Indian travel operators to wheel in profits after pandemic-induced losses last two fiscals: CRISIL Ratings

Strong momentum in travel and better performance to drive improvement in credit profiles

Leading operators in the Indian tours and travel sector are set to report operating profits in fiscal 2023, after having reported losses for the past two fiscals due to pandemic induced travel restrictions, according to CRISIL Ratings. While operating profitability is expected to check in at 6-7%, revenue should drive past 90% of pre-pandemic levels, buoyed by strong recovery in both, corporate and leisure travel segments in India and abroad.

CRISIL Ratings expects operating margins to sustain at these levels next fiscal, due to implementation of cost optimisation and automation initiatives undertaken by travel operators commencing from the pandemic period, even as revenues are expected to pass pre-pandemic levels next fiscal.

This marks a significant turnaround from operating losses of 25.8% and 2.7% in fiscals 2021 and 2022, respectively.

The improvement in operating performance, together with healthy liquidity and net debt free balance sheets, will help strengthen credit profiles of the players. An analysis of four major travel operators accounting for over 60% of the domestic sector’s revenue, indicates as much.
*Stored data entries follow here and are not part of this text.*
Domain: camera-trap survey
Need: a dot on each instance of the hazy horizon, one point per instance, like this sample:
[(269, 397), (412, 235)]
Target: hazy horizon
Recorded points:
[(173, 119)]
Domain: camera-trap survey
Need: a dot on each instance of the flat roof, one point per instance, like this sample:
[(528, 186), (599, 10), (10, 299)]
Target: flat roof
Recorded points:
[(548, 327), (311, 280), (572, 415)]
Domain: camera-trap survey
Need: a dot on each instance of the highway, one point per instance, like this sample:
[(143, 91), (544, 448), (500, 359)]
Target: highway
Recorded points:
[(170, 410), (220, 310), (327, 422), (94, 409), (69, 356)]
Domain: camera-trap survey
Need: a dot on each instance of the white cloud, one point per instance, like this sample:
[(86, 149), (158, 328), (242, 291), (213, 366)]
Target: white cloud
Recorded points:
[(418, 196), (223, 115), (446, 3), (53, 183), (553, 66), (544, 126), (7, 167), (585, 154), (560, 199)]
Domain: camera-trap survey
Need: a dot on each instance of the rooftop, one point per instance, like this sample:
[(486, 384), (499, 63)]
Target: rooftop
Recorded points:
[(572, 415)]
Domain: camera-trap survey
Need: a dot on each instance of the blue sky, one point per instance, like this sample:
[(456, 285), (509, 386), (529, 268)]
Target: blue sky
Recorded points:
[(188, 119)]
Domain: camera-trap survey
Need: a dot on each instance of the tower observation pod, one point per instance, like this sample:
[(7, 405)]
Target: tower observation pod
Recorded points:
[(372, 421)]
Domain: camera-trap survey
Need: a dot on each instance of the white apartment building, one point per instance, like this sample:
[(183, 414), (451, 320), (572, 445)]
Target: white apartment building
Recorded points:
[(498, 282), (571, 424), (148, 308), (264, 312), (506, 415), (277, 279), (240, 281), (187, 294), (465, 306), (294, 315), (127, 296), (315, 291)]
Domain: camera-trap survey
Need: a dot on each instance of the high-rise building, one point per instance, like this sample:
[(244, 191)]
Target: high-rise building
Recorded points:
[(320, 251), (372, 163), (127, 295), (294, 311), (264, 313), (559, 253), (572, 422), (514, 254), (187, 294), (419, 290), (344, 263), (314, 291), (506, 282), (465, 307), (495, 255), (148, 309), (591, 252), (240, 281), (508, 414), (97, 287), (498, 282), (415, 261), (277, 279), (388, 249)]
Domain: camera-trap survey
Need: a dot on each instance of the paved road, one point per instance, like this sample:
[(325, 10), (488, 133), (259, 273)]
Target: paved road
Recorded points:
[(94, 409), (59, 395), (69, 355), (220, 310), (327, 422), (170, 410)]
Poonam Upadhyay, Director, CRISIL Ratings, said, “Rising business travel, along with increasing return-to-office and preference for face-to face meetings besides increasing consumer preference for short breaks will push revenue past pre-pandemic levels in fiscal 2024. Interestingly, preference for short holidays is seeing momentum, especially within India and Asian destinations. With revival in European visa issuances, forward bookings for the upcoming summer holidays have also risen. Recovery of leisure travel to the US, however, may take longer.”

Says Shounak Chakravarty, Associate Director, CRISIL Ratings, “The implementation of cost optimisation and automation initiatives has substantially reduced the proportion of fixed cost to ~33% of total revenue from over 60% before the pandemic, ensuring better operating profitability on a sustained basis. The improvement in operating leverage will help sustain profitability even as marketing spend is seen increasing next fiscal.”